Stop making excuses for failing to achieve your dreams



Many of us want to compare ourselves to someone who is wealthier, healthier or better looking than we are ourselves.

That’s not what Kyle Maynard wants. He wants you to know that it’s not about them.

It’s about you.

You’re making excuses. And it’s time you stop.

Maynard, of Suwanee, recently addressed North Forsyth High School students and prepped them for their school year. He left thousands of attentive listeners inspired.

He has shown that being born with disadvantages does not put you at a disadvantage.

Maynard was born with hands that end at his elbows and legs that end before his knees. Did I mention that Maynard recently climbed Mount Kilimanjaro?

He tells anyone who will listen, and thousands do, that there’s no excuse for you to not achieve your dreams. So what are you waiting for? He did it, so why not you?

Why don’t you? What are you measuring yourself up to?

Kyle wanted to be a wrestler, and he became one of the best.

He wanted to fight in mixed martial arts, and he did.

He text messages on his iPhone. He types 50 words per minute on a computer.

At 26 years old, he has accomplished more than most have or ever will.

His message is he’s not held back by his body. Kyle won’t let anyone hold him back from achieving his dreams.

When he’s knocked over, he climbs back up. When he’s down, he’s not out.
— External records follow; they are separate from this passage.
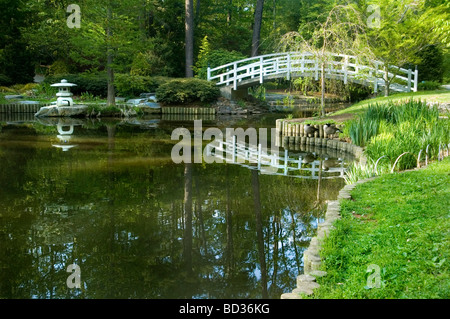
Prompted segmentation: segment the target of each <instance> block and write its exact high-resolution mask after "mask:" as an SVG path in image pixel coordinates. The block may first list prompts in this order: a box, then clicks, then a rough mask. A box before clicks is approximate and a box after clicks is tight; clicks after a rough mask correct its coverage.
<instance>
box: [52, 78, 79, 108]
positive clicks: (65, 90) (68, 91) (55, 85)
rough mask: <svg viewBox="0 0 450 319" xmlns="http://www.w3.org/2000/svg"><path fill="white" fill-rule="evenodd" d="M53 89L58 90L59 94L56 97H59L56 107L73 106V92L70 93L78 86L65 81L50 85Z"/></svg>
mask: <svg viewBox="0 0 450 319" xmlns="http://www.w3.org/2000/svg"><path fill="white" fill-rule="evenodd" d="M50 86H52V87H57V88H58V93H56V96H57V97H58V98H57V100H56V106H58V107H59V106H73V105H74V103H73V99H72V95H73V94H72V92H70V88H71V87H73V86H76V84H74V83H69V82H67V80H65V79H63V80H61V82H60V83H55V84H52V85H50Z"/></svg>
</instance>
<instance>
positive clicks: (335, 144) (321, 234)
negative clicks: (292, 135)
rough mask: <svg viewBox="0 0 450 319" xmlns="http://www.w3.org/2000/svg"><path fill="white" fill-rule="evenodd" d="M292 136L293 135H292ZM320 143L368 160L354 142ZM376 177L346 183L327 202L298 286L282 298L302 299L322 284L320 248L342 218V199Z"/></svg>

He’s competitive. He’s awesome. When I met him this week, I saw a really genuine man.

Kyle’s smile is sincere. His wheelchair disappears.

When I watched Oscar Pistorius, of South Africa, run during the Olympics, it was history in the making. And from my couch, I was moved.

Oscar, 25, a double amputee, is the fastest runner with no legs — he has artificial limbs.

Pistorius had a hard road, but he never gave up. He was born without calf bones, and both legs were amputated below the knee when he was an infant. He has fought to compete with able-bodied athletes in the Olympics since before the 2008 Games in Beijing. Although he qualified, the track’s officials excluded him from running, citing his blades, known as Cheetahs, as a competitive advantage.

To be considered an Olympic athlete is a huge accomplishment, but to do it with the odds stacked against you is a huge victory.